Passenger trains will run at 160 km per hour in mountainous areas and up to 200 km/h on the plains, while freight trains will run at 120 km/h.

The opening of the China-Laos railway is expected to lift the overall economy of Laos that has been constrained by poor transportation, which results in costly logistics.

At the moment, the only railroad in Laos is a 3.5-km extension of Thailand’s state railway network.

Roads still dominate the transport sector in Laos, representing 98 percent of the total travel of passengers and 86 percent of freight moved, according to the Lao Ministry of Public Works and Transport.

According to a recent study by the Japan External Trade Organization, logistics costs in Laos are as high as double those of other countries in the Association of Southeast Asian Nations, likely due to poor basic infrastructure. The cost in Laos works out at $2.50 per km, while in Thailand it only costs $1.10 per km, the study showed.

The China-Laos railway will prove to be a drastically cheaper and more efficient alternative.

The journey from Vientiane to the Boten border point will be reduced from around three days by road to less than three hours by rail.

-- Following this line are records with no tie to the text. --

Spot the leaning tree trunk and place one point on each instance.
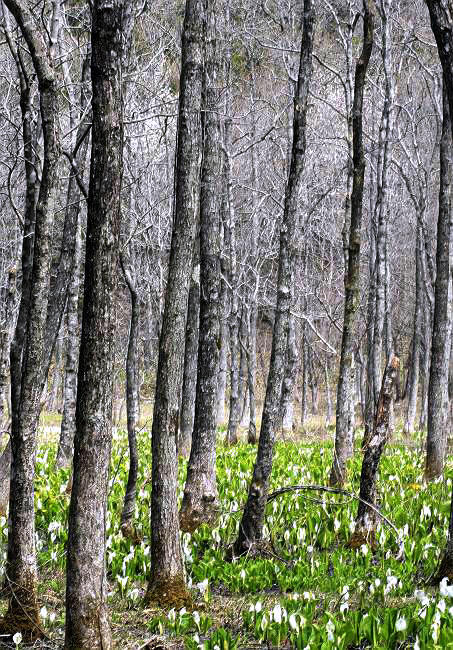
(414, 371)
(28, 354)
(250, 529)
(200, 504)
(189, 383)
(87, 622)
(367, 516)
(292, 359)
(5, 336)
(167, 581)
(441, 338)
(344, 429)
(132, 407)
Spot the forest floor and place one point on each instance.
(304, 589)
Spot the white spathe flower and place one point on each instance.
(330, 627)
(344, 607)
(441, 605)
(400, 624)
(277, 613)
(294, 625)
(445, 589)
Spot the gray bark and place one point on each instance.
(87, 621)
(200, 504)
(442, 322)
(189, 383)
(344, 424)
(167, 581)
(250, 529)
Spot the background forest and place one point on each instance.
(226, 347)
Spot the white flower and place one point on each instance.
(441, 605)
(400, 624)
(277, 613)
(293, 622)
(330, 627)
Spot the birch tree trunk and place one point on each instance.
(28, 350)
(441, 337)
(366, 520)
(87, 621)
(200, 503)
(167, 582)
(189, 383)
(344, 428)
(250, 529)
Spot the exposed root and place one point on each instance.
(445, 571)
(362, 537)
(168, 593)
(129, 531)
(197, 511)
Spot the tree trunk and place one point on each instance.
(287, 405)
(367, 517)
(344, 427)
(414, 371)
(28, 351)
(223, 364)
(132, 406)
(87, 621)
(250, 529)
(68, 424)
(200, 504)
(167, 582)
(441, 338)
(5, 336)
(189, 383)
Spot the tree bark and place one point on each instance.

Freight rates will also be reduced to 269,750 kip ($32) per ton, only one-third of the price by road transport, according to a study by Lao authorities.

Passengers, on the other hand, will benefit from cheaper fares at around 161,850 kip, nearly half the current fare by road, Somsavat Lengsavad, former deputy prime minister of Laos, told the Lao National Assembly last year.

The country can expect 6.11 million passengers annually in the first few years of the railway’s operation and 8.62 million passengers each year in the long term.

“Logistics costs have a significant impact on our companies in the area,” said Liu Hu, general manager of the Saysettha Development Zone near Vientiane.

Foreign investors are pinning high hopes on the China-Laos railway to cut costs and enable the flow of goods and people in Laos.

The opening of the railway will be a boon to the flourishing Saysettha Development Zone near Vientiane, whose gate is merely 1 km away from the capital’s terminus, according to Liu Hu, the zone’s general manager.

As a collaborative project between the Chinese and Laotian governments, the project is a state-level special economic zone in Laos. By 2030, it aims to accommodate 150 companies in industries including agricultural products, machinery manufacturing and logistics.

“Logistics costs have a significant impact on our companies in the area. When the China-Laos railway starts service in the future, it will dramatically reduce the costs of transporting raw materials and products into and from our development zone,” said Liu.

Liu, who is also vice-general manager of Yunnan Provincial Overseas Investment, the Chinese investor behind the Saysettha project, added that the railway can ramp up domestic and foreign investment in Laos.

“It will definitely boost the confidence of investors, as it smooths the way for cheaper and faster logistics,” Liu said.